Wanneer: 15/03/2019 - 15:57
With votes of the three co-governing social democrat and conservative parties, the opposition Liberals and the far-right Alternative for Germany, the German parliament has defeated two bills tabled by the opposition Greens and The Left aimed at shutting down the uranium enrichment plant at Gronau and the fuel assemblies plant at Lingen as well as ending uranium fuel exports.
The Münster-based anti-nuclear activists of SOFA see “the ending of nuclear power continuing to be blocked with ideological arguments like ‘Germany must not lose the last bit of competence in nuclear energy’ and so on.
“With that, CDU, CSU and SPD [the government] continue at full pelt to supply enriched uranium and fuel elements to high-risk power stations like Tihange, Doel (both in Belgium), Cattenom, Fessenheim (both in France), Leibstadt (Switzerland) and Olkiluoto (Finland).
“They’re allowing [major German power generators] RWE and EON (= Urenco) as well as EDF/Framatome (French) to keep raking in the cash on a grand scale.
“The Bundestag vote came practically exactly eight years after the Fukushima disaster. The learning curve in the Bundestag [598 members] is very flat,” SOFA commented.
“Anyone who thought dropping nuclear power in Germany was more or less done and dusted should have a listen to the Bundestag speeches.”
Here are three links to them (in German obviously):
https://www1.wdr.de/nachrichten/westfalen-lippe/urananreicherung-gronau-...
https://www.wn.de/Muensterland/3701970-Abstimmung-Bundestag-entscheidet-...
https://www.bundestag.de/dokumente/textarchiv/2019/kw11-de-fukushima-595194
SOFA asserts that new research has revealed that RWE/EON and the German government have approved Urenco joining the contentious civil-military area of higher enrichment in the USA to about 20% U 235.
Also involved in this will be Urenco’s centrifuge technology subsidiary Enrichment Technology Company Limited, based in four European countries, as well as the Forschungszentrum Jülich (Jülich Research Centre), one of the largest interdisciplinary research centres in Europe.
“That means that at a time of international nuclear rearmament a new atomic spiral will be started with German participation with highly uncertain consequences.
“That is the ‘competence’ the federal government is keen to keep.”
“Let’s give a powerful and loud answer to the ongoing nuclear course of the federal government, Urenco, RWE and EON – on to Gronau for an immediate nuclear phase-out and complete nuclear disarmament.
“Please mobilise for the Easter March, because only together we can successfully raise the pressure for a phase-out. And don’t let us allow nuclear and coal to be played off against each other in the end.

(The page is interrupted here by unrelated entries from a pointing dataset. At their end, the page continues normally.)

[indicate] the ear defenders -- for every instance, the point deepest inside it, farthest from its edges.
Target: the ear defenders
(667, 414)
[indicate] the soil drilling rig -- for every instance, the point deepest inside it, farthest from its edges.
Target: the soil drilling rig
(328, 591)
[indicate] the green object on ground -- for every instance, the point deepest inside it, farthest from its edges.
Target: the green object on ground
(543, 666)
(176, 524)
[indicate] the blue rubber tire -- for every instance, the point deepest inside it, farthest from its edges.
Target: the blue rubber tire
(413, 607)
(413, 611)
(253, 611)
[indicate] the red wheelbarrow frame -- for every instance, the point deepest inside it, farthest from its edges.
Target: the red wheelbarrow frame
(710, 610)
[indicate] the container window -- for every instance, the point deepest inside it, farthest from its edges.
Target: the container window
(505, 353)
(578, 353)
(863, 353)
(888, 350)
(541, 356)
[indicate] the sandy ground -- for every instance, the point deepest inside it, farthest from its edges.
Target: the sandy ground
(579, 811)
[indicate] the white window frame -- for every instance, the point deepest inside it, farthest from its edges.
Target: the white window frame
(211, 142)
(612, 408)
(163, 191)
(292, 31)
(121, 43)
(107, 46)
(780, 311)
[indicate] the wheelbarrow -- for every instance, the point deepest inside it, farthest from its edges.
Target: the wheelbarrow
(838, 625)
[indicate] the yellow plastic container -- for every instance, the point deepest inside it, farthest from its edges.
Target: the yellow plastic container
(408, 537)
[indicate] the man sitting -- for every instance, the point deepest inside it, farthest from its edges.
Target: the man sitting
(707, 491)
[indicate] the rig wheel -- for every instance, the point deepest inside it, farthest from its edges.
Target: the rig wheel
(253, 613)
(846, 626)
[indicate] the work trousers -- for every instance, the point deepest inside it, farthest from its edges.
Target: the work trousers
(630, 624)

“Coal is no substitute for Tihange and nuclear is no climate saviour!”
19 April: Call to Easter March to the Gronau plant
It’s up to activists to keep the struggle going, argues SOFA, referring to a recent “succesfull” demo by 1,400 protesters and nearly 80 farmer-driven tractors at Ahaus, a nuclear waste depot 44 km in a straight line from Münster.
They’re calling for support for a march on the waste depot on Good Friday 19 April. Start is around 1 p.m. at Gronau railway station, a shuttle bus will operate for the return.
Joint departure from Münster is at 12.08 p.m. by regional train (meet at Treffpunkt Reisezentrum in the main station at 11.45 a.m.).